The NORM.S.DIST function in Excel returns the standard normal distribution (a normal distribution with a mean of 0 and a standard deviation of 1) for a given value. This function is used to calculate the cumulative probability for a value in a standard normal distribution.

Syntax:

NORM.S.DIST(z, cumulative)

Arguments:

• z: Required. The value for which you want to calculate the distribution. This is typically a z-score, which represents the number of standard deviations a value is away from the mean.
• cumulative: Required. A logical value that determines the form of the function:
  • TRUE: Returns the cumulative distribution function (CDF), which gives the probability that a value is less than or equal to z in the standard normal distribution.
  • FALSE: Returns the probability density function (PDF), which gives the height of the standard normal distribution curve at z.

Output:

• If cumulative = TRUE, the function returns the cumulative probability that a value from the standard normal distribution is less than or equal to z.
• If cumulative = FALSE, the function returns the probability density at the value of z, which is the height of the standard normal distribution curve at that point.

How It Works:

• The standard normal distribution has a mean of 0 and a standard deviation of 1. The function uses the z-score (how many standard deviations a value is from the mean) to calculate the probability.
• The cumulative distribution function (CDF) calculates the probability that a value from the distribution is less than or equal to z.
• The probability density function (PDF) calculates the likelihood of observing a specific value of z in the distribution.

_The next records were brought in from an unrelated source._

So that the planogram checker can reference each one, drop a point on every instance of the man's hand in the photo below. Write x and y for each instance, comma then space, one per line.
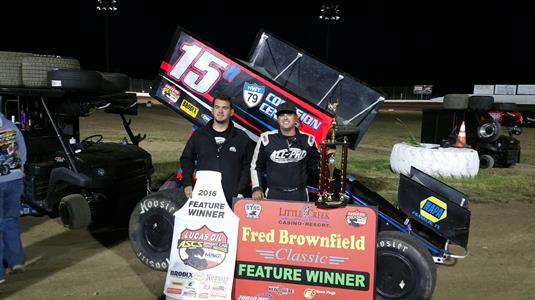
258, 195
188, 190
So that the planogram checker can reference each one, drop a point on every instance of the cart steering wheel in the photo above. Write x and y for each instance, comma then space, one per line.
92, 139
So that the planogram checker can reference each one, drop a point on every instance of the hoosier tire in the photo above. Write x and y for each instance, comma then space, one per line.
480, 103
151, 227
405, 269
74, 211
455, 101
35, 68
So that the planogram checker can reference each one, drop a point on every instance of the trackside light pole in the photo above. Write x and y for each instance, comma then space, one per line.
107, 8
330, 13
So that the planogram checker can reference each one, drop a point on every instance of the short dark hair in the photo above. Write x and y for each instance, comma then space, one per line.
224, 98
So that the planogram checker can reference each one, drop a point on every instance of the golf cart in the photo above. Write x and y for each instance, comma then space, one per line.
412, 237
81, 180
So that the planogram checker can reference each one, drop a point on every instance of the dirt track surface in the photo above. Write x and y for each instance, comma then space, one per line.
64, 264
100, 264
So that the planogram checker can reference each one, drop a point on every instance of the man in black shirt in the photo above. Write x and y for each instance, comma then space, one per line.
219, 146
286, 157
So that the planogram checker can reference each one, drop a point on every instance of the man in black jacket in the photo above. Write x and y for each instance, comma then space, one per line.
286, 157
219, 146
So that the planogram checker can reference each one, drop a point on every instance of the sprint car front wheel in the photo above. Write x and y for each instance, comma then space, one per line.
405, 269
151, 227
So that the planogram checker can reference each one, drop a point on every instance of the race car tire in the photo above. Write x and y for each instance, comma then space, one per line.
434, 160
115, 82
486, 161
455, 101
75, 80
504, 106
489, 131
405, 268
151, 227
74, 211
480, 103
11, 66
35, 68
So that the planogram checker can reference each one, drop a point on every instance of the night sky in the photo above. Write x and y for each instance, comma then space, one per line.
383, 43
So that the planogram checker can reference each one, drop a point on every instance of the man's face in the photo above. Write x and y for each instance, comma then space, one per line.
222, 111
286, 120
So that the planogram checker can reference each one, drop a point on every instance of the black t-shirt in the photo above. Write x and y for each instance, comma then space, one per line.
220, 137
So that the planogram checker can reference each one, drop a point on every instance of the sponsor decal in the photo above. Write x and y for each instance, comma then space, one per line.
269, 108
202, 248
206, 118
171, 93
292, 255
175, 291
252, 210
307, 216
288, 155
190, 109
356, 218
262, 296
284, 237
280, 290
252, 94
433, 209
309, 293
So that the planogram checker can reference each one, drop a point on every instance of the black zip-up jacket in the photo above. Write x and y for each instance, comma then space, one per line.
232, 159
286, 162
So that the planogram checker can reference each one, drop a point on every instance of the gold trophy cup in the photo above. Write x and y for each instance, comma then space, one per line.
329, 196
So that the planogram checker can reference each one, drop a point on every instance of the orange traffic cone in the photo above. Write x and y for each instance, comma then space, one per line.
461, 138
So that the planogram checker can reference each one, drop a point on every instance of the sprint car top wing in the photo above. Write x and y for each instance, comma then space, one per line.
193, 72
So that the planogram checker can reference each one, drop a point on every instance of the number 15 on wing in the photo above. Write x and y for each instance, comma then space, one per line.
200, 69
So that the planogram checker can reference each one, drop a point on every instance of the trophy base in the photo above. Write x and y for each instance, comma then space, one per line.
328, 201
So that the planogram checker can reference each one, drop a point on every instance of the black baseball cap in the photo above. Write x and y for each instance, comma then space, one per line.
286, 107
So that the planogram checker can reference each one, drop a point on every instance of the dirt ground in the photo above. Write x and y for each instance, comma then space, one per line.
100, 264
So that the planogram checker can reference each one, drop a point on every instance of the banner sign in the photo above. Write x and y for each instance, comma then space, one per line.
294, 250
203, 252
193, 73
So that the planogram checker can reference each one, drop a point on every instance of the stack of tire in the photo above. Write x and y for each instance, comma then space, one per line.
28, 70
494, 148
434, 160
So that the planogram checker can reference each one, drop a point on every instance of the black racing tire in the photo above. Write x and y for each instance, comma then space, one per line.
75, 80
486, 161
35, 68
504, 106
115, 82
151, 227
455, 101
11, 66
405, 268
74, 211
489, 131
480, 103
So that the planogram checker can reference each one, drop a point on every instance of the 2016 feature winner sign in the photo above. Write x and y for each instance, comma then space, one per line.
203, 252
294, 250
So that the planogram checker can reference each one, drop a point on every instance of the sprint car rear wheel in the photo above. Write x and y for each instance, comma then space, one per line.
151, 227
405, 269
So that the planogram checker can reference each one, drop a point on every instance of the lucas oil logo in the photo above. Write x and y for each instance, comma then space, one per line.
252, 94
202, 248
433, 209
288, 155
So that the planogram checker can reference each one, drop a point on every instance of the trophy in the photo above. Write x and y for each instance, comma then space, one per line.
331, 196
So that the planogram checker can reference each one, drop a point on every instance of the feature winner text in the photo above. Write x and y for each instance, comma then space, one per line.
206, 209
334, 240
344, 279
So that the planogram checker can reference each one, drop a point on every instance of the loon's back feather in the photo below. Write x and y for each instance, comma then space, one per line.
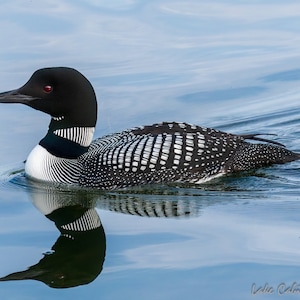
159, 153
165, 152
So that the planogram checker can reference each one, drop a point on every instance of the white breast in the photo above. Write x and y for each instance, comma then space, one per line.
42, 165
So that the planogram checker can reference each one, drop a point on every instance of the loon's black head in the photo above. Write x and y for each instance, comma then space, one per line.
62, 92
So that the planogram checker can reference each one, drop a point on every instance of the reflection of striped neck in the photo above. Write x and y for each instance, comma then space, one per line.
68, 142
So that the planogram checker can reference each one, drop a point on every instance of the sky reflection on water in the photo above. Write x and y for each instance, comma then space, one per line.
232, 65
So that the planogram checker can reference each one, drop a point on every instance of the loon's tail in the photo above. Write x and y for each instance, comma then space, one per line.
251, 156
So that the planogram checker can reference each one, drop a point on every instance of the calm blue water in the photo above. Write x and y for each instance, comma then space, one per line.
232, 65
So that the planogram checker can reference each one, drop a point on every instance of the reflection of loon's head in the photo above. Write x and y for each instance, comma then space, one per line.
78, 255
74, 261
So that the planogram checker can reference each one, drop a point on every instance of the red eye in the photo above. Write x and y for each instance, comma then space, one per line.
48, 88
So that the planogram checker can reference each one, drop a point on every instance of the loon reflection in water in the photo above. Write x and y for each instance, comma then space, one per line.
78, 255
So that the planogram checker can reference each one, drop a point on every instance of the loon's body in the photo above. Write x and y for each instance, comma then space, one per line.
160, 153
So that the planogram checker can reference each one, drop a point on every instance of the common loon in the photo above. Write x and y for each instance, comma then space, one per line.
160, 153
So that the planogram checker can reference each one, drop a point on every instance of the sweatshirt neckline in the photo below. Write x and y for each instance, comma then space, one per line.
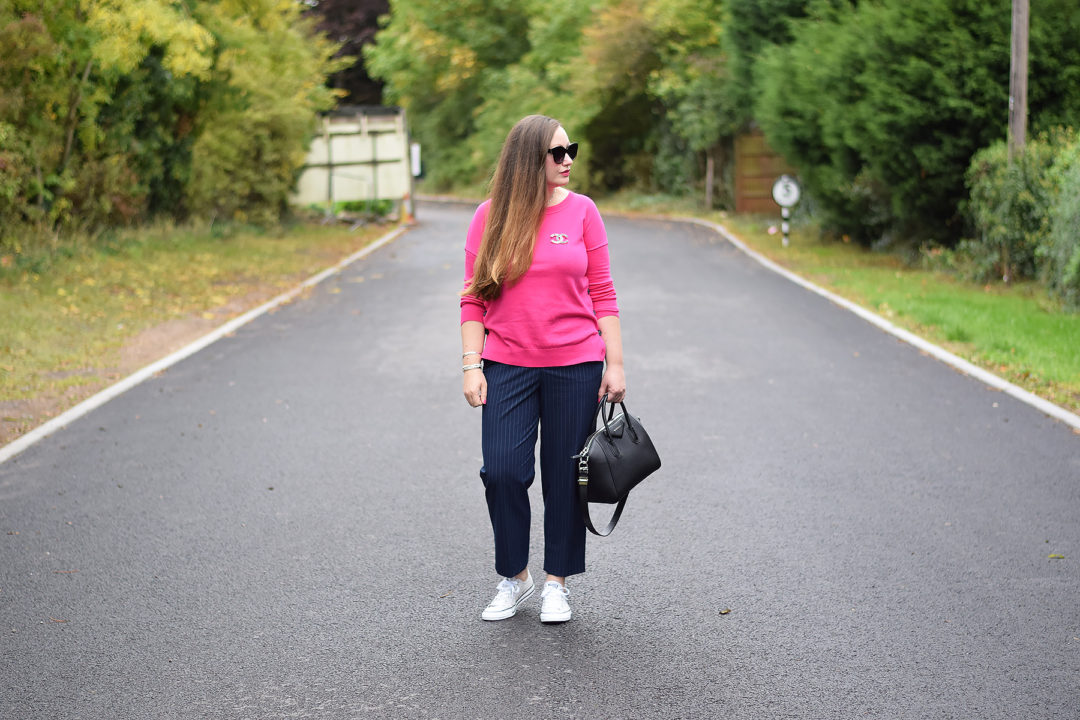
555, 208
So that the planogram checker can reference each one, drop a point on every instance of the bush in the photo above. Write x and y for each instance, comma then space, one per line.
1062, 248
1026, 215
1009, 207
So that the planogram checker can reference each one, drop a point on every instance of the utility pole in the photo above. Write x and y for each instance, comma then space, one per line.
1017, 80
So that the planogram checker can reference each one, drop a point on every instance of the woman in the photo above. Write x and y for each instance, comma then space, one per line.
539, 310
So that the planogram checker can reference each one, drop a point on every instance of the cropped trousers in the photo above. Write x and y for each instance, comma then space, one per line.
561, 402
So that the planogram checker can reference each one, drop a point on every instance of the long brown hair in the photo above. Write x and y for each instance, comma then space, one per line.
518, 199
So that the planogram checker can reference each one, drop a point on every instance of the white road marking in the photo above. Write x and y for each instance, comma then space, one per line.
927, 347
61, 421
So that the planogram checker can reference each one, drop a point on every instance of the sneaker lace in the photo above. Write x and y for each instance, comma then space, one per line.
554, 588
507, 586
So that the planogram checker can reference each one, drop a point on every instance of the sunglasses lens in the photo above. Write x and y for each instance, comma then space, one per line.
558, 152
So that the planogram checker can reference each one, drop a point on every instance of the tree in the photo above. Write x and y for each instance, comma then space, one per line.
435, 59
352, 24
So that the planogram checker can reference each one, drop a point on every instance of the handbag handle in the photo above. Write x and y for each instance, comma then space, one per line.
583, 498
583, 489
609, 415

Example 1: Cumulative Probability

Suppose you want to calculate the cumulative probability for a z-score of 1.5 in the standard normal distribution.

Use the formula:

=NORM.S.DIST(1.5, TRUE)

This will return the cumulative probability that a value is less than or equal to 1.5 standard deviations above the mean in a standard normal distribution.

Example 2: Probability Density

If you want to find the probability density for a z-score of 1.5 in the standard normal distribution, use the formula:

=NORM.S.DIST(1.5, FALSE)

This will return the height of the standard normal distribution curve at the value of 1.5, which represents the likelihood of observing a value exactly at 1.5 standard deviations above the mean.

Example 3: Negative Z-Score

If you want to find the cumulative probability for a z-score of -2 (2 standard deviations below the mean), use the formula:

=NORM.S.DIST(-2, TRUE)

This will return the cumulative probability of a value being less than or equal to -2 standard deviations in the standard normal distribution.

Key Points:

• NORM.S.DIST is used to calculate probabilities for the standard normal distribution, which has a mean of 0 and a standard deviation of 1.
• The cumulative argument determines whether the function returns the cumulative probability or the probability density.
• Z-scores represent the number of standard deviations a value is from the mean, and this function calculates probabilities based on those z-scores.

Use Cases:

• Statistics: Calculate cumulative probabilities or probability densities for z-scores in hypothesis testing or confidence interval estimation.
• Finance: Estimate the probability of financial returns falling within a certain range (e.g., a z-score of 1.96 corresponds to 95% confidence in a standard normal distribution).
• Quality Control: Determine the likelihood of outcomes within specified tolerance limits in a normally distributed process.
• Education: Calculate the probability of test scores falling below a certain level in standardized testing.

Notes:

• NORM.S.DIST is used when you’re working with a standard normal distribution. If your data follows a normal distribution but with a different mean and standard deviation, use NORM.DIST instead.
• Z-scores are often used in hypothesis testing and statistical inference to standardize data points and compare them across different datasets.